Open ronaldtse opened 4 years ago
To solve this issue, I have implemented an extensible Ruby script using Interscript: https://github.com/interscript/geotest/ . Unfortunately, dealing with that file felt a lot like scraping, since there is a lot of incorrect data provided.
I have noticed a couple of things, a row contains some useful fields:
So, in our case, I decided to work with clusters of NAME_LINK/UFI and assume that each cluster contains 1 source row (NS,VS,DS) and a number of transliterated rows. This assumption wasn't 100% correct, but it is some starting point. This assumption can be upgraded in the future - for that I have made this script output a lot of statistics.
As some future improvement, some of those databases (most notably the Ukrainian one) contain no information of the transliteration system (8400 clusters out of 28968 contain no transliteration info) - for those we could try to deduce the system used using a feature of Interscript.
The script can be ran with a -v
switch to display each and every failure, including both the original and the transliterated name entries.
(I will copy this post to an issue in GeoTest repository for tracking purposes and in the next post include a result from a run on the attached database).
interscript/geotest#1
# bundle exec ruby test.rb files/up/up.txt
.....
0 records have a non-unique UNI (should be 0)

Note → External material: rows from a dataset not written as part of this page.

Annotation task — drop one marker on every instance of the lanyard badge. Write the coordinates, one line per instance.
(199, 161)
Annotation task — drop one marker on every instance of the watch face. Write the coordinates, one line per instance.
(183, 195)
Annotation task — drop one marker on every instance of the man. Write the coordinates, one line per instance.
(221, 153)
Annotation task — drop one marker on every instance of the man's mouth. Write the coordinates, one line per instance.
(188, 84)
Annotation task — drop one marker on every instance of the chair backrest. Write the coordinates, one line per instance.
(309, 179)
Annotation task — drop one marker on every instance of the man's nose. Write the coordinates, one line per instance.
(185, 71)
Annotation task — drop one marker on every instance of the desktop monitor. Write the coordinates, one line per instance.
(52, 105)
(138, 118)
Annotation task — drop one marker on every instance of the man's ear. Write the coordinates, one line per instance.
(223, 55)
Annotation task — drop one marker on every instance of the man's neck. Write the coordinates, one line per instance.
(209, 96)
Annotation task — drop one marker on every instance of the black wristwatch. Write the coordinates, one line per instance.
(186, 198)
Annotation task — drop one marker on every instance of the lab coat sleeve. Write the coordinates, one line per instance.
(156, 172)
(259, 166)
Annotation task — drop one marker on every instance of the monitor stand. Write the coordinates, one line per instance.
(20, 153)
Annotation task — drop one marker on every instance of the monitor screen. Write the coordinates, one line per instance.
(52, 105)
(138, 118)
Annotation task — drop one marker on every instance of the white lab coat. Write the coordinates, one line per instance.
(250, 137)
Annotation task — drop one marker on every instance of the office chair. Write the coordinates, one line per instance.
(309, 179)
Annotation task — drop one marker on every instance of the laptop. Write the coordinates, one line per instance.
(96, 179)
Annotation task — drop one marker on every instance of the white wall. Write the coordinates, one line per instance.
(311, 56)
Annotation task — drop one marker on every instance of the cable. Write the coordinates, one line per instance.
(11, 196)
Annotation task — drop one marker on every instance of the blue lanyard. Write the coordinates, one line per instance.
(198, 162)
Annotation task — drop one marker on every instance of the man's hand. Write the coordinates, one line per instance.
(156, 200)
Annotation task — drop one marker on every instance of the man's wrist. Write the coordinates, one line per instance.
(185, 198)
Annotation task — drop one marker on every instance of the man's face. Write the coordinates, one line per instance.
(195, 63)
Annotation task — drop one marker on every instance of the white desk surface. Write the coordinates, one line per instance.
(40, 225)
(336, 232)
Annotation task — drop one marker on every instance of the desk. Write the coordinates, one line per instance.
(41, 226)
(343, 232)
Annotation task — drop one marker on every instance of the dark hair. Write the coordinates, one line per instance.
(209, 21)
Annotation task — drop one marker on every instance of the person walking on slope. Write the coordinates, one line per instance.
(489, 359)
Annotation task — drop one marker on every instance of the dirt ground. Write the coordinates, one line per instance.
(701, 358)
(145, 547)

Out of 58000 related clusters we get 28968 unique related clusters
Unique clusters have 58000 members in total (this should match a number of related clusters)
Hash of cluster length to a number of clusters of that kind: {3=>42, 2=>28915, 4=>11}
Transliteration systems used:
- "" * 86568 (37356 with a pair)
- "ukr_Cyrl2Latn_BGN_1965" * 19179 (18552 with a pair) implemented in Interscript as bgnpcgn-ukr-Cyrl-Latn-1965
- "rus_Cyrl2Latn_BGN_1947" * 8164 (1979 with a pair) implemented in Interscript as bgnpcgn-rus-Cyrl-Latn-1947
- "NOT_TRANSLITERATED" * 137 (0 with a pair)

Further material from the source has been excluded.